If the participants don’t have any electrical background, Awesense will teach enough of it to allow handling the given use case.

In addition to the previously mentioned SQL and REST APIs, the Awesense platform also comes with a web-based application (graphical user interface front-end) called TGI (True Grid Intelligence) that serves as a companion visual explorer for the data stored in the platform. The snapshot below shows a portion of the grid available in the synthetic dataset. An EV Charger is selected (map blue marker and highlighted row in the table) and its properties are shown in the left sidebar, along with an electrical flow time series chart.
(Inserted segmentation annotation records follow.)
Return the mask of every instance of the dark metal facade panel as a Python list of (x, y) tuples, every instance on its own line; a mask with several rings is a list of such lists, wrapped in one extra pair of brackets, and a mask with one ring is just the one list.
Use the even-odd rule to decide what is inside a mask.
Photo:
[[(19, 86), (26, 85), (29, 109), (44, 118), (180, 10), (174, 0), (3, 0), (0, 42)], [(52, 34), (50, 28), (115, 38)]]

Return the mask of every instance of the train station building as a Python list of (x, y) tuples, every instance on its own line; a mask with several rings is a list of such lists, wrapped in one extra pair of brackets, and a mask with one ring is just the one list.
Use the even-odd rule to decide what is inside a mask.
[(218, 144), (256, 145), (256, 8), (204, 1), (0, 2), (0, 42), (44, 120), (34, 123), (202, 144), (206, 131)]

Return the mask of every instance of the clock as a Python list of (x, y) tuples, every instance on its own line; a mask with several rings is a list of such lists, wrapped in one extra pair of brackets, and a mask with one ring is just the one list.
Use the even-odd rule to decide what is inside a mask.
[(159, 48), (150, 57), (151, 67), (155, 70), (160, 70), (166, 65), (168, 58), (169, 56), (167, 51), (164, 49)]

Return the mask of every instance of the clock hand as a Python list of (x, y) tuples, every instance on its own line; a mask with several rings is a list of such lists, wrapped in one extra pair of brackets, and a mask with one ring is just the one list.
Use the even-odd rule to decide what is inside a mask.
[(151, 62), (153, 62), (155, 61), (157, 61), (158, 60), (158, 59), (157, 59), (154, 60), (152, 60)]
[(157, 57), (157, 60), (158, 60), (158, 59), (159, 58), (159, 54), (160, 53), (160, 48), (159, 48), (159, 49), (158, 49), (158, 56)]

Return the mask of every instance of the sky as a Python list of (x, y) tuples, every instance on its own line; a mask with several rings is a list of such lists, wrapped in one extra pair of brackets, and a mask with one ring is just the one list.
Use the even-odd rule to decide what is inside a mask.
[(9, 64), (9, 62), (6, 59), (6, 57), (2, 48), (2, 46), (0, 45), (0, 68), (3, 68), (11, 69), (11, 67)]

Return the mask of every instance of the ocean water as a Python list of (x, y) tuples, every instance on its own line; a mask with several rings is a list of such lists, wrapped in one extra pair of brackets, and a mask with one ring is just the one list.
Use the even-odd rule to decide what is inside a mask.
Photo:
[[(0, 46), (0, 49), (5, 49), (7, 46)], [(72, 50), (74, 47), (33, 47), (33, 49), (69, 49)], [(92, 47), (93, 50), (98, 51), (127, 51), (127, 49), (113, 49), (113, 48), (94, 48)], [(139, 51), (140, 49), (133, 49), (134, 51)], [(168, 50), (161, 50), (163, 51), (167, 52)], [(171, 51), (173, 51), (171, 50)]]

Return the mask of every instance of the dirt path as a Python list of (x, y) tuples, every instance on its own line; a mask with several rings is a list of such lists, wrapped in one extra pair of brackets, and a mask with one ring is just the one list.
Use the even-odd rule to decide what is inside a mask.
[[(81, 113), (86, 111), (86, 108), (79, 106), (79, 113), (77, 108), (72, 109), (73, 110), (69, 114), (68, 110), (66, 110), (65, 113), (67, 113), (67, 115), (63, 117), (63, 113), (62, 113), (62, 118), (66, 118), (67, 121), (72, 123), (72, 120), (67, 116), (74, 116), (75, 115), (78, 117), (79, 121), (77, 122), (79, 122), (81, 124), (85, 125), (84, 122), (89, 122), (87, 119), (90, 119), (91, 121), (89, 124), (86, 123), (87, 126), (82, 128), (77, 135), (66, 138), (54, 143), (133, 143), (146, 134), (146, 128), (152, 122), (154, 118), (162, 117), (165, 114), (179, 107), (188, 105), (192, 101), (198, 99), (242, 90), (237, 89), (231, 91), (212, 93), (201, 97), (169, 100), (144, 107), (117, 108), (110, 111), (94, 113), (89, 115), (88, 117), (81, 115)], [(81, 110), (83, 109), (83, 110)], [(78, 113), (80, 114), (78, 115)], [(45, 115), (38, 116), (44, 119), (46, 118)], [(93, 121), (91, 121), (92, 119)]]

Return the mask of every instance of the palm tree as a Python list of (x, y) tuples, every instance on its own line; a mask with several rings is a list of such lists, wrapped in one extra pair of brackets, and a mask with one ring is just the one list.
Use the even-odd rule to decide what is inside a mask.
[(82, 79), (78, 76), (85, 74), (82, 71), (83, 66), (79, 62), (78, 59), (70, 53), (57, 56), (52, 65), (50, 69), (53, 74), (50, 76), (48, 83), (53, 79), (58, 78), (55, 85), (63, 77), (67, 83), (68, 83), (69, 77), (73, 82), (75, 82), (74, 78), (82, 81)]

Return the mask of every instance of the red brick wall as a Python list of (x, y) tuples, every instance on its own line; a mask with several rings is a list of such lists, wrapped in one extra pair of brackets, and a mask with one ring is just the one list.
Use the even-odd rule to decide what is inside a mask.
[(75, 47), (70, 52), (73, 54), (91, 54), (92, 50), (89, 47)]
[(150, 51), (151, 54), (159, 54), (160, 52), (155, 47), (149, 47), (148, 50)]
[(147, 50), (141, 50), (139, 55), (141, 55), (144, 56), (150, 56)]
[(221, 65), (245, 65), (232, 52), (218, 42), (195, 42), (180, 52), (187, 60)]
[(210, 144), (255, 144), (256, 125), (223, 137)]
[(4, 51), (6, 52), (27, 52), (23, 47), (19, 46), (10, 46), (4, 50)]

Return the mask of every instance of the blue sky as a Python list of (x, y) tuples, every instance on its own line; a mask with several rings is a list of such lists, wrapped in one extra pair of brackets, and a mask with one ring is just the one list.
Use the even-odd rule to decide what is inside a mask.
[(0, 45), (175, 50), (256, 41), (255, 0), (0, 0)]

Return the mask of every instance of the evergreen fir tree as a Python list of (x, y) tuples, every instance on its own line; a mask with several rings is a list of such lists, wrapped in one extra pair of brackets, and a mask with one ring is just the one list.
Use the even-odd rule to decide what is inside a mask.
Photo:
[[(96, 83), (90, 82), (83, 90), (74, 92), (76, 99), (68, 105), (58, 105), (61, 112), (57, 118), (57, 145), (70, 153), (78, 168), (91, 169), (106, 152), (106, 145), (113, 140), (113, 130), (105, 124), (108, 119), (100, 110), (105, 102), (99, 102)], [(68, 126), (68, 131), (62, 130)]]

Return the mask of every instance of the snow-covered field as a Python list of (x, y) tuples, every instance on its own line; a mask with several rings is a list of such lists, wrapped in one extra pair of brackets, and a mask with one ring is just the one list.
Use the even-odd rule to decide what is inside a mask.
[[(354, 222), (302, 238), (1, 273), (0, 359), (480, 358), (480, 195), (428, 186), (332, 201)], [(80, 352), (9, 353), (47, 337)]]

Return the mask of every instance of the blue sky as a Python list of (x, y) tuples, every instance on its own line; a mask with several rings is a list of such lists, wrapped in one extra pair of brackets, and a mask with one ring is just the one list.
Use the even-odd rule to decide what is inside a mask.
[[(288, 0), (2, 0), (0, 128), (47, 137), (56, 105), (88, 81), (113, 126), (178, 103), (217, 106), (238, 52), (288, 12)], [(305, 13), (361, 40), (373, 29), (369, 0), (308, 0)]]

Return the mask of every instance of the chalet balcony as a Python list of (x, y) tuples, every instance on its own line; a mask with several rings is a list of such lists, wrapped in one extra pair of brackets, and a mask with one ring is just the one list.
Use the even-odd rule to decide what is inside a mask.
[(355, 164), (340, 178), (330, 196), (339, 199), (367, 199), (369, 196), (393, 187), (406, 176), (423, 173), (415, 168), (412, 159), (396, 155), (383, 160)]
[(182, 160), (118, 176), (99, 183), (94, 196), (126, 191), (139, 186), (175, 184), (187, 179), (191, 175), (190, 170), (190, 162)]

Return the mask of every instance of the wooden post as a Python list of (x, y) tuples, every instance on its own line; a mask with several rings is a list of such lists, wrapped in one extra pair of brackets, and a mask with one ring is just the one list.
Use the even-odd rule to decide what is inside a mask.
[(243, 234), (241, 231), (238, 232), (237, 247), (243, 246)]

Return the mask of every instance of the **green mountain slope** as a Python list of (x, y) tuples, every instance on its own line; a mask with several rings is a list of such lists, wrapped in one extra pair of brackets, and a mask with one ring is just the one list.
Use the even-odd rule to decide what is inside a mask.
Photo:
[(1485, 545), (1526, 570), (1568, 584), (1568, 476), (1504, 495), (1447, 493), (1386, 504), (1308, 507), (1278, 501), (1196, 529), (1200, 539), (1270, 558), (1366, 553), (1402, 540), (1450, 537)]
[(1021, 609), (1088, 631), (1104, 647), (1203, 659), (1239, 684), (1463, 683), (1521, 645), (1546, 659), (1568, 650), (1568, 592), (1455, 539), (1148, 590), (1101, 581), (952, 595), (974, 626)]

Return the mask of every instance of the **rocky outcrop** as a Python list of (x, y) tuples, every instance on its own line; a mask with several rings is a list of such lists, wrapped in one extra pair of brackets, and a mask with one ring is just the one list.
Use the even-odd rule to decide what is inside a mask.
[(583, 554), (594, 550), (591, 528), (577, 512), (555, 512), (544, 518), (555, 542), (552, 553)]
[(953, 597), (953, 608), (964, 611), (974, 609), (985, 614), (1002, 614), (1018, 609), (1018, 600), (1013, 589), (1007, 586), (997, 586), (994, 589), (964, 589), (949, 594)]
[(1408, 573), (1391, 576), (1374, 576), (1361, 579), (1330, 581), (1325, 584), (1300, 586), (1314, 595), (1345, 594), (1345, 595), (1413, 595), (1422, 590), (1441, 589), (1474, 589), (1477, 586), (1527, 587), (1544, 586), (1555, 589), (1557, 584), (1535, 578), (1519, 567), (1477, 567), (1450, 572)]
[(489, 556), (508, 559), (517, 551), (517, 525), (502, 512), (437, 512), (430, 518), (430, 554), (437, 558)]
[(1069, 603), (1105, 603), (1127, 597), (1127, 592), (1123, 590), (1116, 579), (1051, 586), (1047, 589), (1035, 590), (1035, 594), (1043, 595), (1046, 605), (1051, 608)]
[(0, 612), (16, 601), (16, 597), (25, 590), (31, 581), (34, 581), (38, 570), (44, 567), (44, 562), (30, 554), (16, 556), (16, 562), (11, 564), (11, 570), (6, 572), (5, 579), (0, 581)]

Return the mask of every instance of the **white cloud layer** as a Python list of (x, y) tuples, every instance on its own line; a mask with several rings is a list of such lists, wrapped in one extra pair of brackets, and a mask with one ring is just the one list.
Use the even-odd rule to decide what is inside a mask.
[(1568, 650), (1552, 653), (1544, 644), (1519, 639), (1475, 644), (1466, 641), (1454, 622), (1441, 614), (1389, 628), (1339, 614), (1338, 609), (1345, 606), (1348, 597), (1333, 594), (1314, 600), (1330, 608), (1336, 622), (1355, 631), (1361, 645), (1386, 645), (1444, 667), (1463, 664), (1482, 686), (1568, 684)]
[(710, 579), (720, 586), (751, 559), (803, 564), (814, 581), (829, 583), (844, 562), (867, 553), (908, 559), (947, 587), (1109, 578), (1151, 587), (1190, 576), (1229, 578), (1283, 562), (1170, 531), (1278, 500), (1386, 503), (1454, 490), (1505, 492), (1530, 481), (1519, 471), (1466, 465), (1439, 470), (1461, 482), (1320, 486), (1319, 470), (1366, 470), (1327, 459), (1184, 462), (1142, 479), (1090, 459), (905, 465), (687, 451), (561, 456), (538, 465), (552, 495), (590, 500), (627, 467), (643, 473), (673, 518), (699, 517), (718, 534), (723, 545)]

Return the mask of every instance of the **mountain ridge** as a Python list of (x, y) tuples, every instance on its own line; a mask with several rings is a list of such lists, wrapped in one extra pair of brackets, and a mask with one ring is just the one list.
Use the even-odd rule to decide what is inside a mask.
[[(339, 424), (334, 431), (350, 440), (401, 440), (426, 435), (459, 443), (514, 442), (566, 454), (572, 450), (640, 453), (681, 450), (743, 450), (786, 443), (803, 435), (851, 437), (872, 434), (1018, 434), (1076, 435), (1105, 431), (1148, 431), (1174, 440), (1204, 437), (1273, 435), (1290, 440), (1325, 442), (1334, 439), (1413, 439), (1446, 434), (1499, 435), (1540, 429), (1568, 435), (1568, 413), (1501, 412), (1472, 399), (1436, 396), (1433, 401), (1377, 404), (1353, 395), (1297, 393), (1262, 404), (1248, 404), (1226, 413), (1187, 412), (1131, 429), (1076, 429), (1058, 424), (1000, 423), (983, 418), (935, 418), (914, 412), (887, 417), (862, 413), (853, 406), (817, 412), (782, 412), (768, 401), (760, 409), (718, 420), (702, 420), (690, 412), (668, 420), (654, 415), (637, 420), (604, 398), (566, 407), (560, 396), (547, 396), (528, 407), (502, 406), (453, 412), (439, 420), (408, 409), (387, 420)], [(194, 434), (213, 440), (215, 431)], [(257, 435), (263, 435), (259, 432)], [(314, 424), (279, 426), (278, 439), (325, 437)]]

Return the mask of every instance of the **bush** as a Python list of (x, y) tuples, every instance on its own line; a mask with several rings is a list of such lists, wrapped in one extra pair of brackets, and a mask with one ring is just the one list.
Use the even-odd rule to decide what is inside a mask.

The SQL & REST APIs include functionality for retrieving all this information programmatically.

For the duration of the project, upon agreeing to a standard end-user licensing agreement, participants in this PIMS project will be given access to the sandbox environment, including TGI, the programmatic SQL or REST APIs and associated documentation, as well as access to a GitHub repository with sample SQL, REST and python code snippets in Jupyter notebooks, showcasing how to use the APIs.

A successful project will consist of an algorithm and a set of visuals answering the questions posed above for the sandbox dataset, accompanied by any BI tool files or notebook code used to produce them; Awesense permits and encourages the public sharing of these artifacts, as long as credit for the dataset and APIs is given to Awesense (e.g. by including a “Powered by Awesense” phrase and an Awesense website link); publishing the raw data retrieved from the sandbox is not permitted.

Important note: project participants will be given individual access credentials, and they should not share with anyone else (including not among themselves) nor cache/save them in publicly posted files.